NEW SERIES 'THE BIBLE': Even Jesus Christ, played by Portuguese actor Diogo Morado, thinks he's doing a modelling job
There is nothing better than great Bible and Christian-related shows during Lent.  Indeed, there is not a better time to reacquaint oneself with the faith that shaped the Western World.  And I’m all for Bible adaptations; sometimes they’re the best way to get to know the scriptures, particularly the Old Testament, which might appear daunting to some (seeing as how it is not so often expressed as some of the Jesus stories are). 
When I first heard of the History Channel’s adaptation, I felt strangely comfortable with the notion that Mark Burnett (the creator of the Apprentice and Survivor) and his wife Roma Downey were behind it.  I heard them talking on the O’Reilly Factor and thought them very ‘into’ the epic they were tackling.  And indeed, they most probably were. 

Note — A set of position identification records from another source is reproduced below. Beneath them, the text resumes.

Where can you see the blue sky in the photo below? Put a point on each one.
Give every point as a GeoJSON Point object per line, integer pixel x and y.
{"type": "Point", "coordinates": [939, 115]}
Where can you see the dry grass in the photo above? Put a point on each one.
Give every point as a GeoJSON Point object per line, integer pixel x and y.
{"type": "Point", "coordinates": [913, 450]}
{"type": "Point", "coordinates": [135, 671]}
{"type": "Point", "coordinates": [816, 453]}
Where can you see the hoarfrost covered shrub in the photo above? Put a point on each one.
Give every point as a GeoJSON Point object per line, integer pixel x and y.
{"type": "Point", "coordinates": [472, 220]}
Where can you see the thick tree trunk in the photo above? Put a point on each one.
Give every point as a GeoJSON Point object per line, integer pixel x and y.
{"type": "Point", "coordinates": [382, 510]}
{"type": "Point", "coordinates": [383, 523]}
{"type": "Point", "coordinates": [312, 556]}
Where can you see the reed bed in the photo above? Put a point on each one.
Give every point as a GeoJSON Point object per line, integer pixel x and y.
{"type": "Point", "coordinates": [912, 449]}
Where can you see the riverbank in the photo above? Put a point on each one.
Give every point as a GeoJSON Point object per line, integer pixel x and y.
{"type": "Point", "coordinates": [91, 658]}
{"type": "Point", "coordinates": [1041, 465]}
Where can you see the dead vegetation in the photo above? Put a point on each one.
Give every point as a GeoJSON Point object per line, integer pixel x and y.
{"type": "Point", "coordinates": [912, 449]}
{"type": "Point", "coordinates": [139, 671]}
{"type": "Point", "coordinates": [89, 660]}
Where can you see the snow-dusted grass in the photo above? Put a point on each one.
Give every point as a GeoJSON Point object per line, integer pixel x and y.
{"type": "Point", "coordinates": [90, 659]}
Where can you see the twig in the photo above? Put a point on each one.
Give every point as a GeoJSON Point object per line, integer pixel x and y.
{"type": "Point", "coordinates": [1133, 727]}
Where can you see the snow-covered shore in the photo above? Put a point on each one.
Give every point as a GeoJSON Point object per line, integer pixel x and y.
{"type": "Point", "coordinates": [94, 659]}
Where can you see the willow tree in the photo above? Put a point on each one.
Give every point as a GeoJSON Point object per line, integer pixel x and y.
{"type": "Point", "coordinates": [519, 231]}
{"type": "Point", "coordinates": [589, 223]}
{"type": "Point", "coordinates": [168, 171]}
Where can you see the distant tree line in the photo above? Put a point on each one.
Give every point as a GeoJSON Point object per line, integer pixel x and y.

The first episode, which tells the stories of Adam and Eve, the Great Flood, Abraham, and Moses, most likely set out the standard for the rest of the series.  I cannot see a sudden change in the pace of the drama, which, I must say, is restlessly fast, and the sometimes over-the-top music – Sarah is telling Abraham that his only hope for a child lies with the handmaiden Hagar – a moment that is powerful enough when accompanied by the questioning silence of the desert, yet for a reason that is beyond me trailer-style music rages in the background.  Why?  Burnett said he wanted the show to be an ‘epic’, but it seemed that there were too many instances when the desire to make the story ‘epic’ overtook the story itself – the music, the simple script, the underdeveloped characters and lightning-fast scenes are all examples of this. 
Another criticism that I did pick up on was the appearance of the characters.  Despite the small fortune spent on props, backgrounds and makeup, in the end the cast themselves weren’t screaming Middle Easterners in the Ancient World.  Some say there should have been more Continental European actors, who tend to fit in better with dramas like this one.  Instead, the majority of the actors were British.  Yet, I don’t think the ethnicity of the characters matter that much.  If you watch ‘Jesus of Nazareth’ (1977) you find that the vast majority of the cast is British, and they still managed to perfectly blend into their surroundings.  The Romans look Roman.  The Jews look Jewish.  In this show, the actors all look like models ready for a photo shoot.  Where is the raw reality?   
To be fair to the show, however, I don’t think you can put the Bible (a massive, and yes epic, work) into 10 hours of television.  I have watched films of between 2- and 3-hour in length, which focus only on one particular story, such as Abraham.  When you try to condense something so big into a few hours of TV you run the risk of ridding it of its potency, its meaning and its power to entrance and engage with the audience.  
I was really hoping that this drama would encourage more people to turn to the Christian religion.  But, alas, the speed, lack of substance, and exaggerated sequences make this play fall short of achieving that aim.  What I will say is that at least Burnett and Downey have made a drama based on the Judeo-Christian story, which is obviously very important to them: I do think that, had they been given more hours to play around with, this would have been an amazing encounter with the Holy Bible.    

Edict: 'Jesus of Nazareth' was actually released in 1977, not 1971 (as I had originally put down) - sorry about that.